Nos dias atuais, o capitalismo não apenas reprime, mas também excita e estimula. Ele desloca o desejo para o consumo, transforma o erotismo em mercadoria, vende liberdade como escolha de mercado. Os corpos são constantemente incitados, mas também esvaziados: tornaram-se superfícies de performance, autoimagem e produção de capital simbólico. O gozo é capturado pela lógica da visibilidade, do marketing pessoal e da gestão emocional.

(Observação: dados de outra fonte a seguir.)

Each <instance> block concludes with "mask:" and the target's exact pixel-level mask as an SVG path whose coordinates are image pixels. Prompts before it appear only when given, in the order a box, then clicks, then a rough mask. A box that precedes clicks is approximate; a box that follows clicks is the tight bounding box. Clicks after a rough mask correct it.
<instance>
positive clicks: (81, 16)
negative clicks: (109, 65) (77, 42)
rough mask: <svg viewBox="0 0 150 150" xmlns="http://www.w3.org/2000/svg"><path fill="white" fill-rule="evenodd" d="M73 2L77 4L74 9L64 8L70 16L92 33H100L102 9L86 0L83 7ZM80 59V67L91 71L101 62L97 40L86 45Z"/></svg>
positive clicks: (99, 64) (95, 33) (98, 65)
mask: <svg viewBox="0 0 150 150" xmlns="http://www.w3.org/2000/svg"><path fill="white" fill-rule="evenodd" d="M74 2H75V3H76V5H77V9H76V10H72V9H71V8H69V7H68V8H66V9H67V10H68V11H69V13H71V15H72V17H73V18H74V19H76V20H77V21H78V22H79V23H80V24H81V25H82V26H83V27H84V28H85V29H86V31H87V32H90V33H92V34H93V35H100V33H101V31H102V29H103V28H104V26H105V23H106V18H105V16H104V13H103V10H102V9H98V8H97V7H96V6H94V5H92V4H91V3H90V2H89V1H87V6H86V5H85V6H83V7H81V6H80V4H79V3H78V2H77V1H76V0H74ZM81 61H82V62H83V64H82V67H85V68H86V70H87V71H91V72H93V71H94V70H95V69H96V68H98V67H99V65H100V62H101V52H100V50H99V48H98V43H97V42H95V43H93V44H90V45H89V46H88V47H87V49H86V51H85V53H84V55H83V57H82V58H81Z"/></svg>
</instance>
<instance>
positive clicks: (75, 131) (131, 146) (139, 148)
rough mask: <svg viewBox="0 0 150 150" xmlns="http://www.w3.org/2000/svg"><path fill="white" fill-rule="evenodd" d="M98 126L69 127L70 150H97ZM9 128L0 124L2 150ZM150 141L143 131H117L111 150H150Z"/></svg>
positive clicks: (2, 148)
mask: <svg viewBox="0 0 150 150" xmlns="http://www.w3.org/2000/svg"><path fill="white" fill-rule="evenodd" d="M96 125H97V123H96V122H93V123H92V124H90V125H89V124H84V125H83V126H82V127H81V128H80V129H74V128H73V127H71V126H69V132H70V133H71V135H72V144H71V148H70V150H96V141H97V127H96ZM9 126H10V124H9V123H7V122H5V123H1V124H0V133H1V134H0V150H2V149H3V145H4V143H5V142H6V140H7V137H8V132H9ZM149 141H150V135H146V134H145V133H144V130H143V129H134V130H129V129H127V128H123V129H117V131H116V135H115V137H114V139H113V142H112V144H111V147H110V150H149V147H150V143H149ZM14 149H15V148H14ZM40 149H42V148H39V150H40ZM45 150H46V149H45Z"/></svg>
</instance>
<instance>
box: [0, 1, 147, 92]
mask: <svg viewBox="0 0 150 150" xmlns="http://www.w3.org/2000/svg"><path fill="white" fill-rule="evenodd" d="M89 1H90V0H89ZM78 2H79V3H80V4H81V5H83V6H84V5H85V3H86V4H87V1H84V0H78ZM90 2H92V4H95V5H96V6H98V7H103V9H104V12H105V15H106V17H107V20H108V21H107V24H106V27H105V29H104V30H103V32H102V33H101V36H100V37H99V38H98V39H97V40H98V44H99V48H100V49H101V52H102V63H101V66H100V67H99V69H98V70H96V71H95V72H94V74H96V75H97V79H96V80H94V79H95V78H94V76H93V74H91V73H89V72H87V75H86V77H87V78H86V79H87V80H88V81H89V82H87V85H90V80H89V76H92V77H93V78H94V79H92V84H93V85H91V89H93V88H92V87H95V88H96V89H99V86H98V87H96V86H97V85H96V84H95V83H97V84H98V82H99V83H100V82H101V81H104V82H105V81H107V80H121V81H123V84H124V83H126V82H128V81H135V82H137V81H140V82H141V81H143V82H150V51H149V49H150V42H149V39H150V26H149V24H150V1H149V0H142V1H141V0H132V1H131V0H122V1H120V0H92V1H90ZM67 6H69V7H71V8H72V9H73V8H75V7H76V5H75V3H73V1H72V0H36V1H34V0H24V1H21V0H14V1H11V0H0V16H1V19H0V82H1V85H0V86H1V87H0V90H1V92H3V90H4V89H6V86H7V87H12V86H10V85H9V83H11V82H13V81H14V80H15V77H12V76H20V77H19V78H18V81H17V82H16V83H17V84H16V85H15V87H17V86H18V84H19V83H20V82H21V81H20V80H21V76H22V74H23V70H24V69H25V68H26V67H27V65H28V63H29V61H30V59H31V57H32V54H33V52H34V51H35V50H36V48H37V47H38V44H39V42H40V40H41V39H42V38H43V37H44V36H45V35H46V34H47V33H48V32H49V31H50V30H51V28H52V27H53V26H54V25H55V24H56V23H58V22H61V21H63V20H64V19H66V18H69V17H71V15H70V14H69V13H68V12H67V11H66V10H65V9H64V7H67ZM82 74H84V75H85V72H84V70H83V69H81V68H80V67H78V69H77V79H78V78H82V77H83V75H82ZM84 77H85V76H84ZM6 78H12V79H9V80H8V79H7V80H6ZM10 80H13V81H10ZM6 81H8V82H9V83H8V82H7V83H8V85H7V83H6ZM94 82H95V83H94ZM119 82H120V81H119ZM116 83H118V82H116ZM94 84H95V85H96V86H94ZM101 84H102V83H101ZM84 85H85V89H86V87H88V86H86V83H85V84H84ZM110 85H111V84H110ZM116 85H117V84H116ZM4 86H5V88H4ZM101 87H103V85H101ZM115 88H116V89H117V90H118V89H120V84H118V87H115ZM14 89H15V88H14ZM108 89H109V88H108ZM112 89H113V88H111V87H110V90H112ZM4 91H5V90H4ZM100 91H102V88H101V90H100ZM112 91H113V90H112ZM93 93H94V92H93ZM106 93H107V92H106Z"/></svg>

As psicoterapias, em sua maioria, não escapam dessa lógica. Muitas vezes, operam como ferramentas de adaptação: ajudam o sujeito a se ajustar às normas, a ser mais funcional, produtivo, estável, “normal”. Mesmo quando não pretendem isso, acabam por reforçar o modelo de saúde como capacidade de operar dentro dos parâmetros sociais vigentes. A crítica reichiana, neste ponto, é fundamental: a psicoterapia não pode se limitar à regulação do indivíduo — ela precisa recuperar sua função revolucionária, como meio de liberar a energia vital e criar novas formas de vida.


Pensar com Reich hoje é pensar contra a adaptação, contra a neutralização do desejo e da potência pulsante do corpo. É perguntar: que corpo é produzido pelo capitalismo? Que desejo sobrevive na cultura da performance? Que formas de respiração, de toque, de vínculo e de prazer são possíveis além da lógica da produtividade?

Essa visão, que se renova com os aportes de Deleuze, Foucault e Spinoza, exige que a clínica não seja apenas uma técnica de cura, mas uma prática de liberdade. Uma prática que ajude a desorganizar o corpo normalizado, a escutar os ritmos silenciados, a sustentar o indizível — e, sobretudo, a acompanhar os processos em que a vida deseja outra coisa.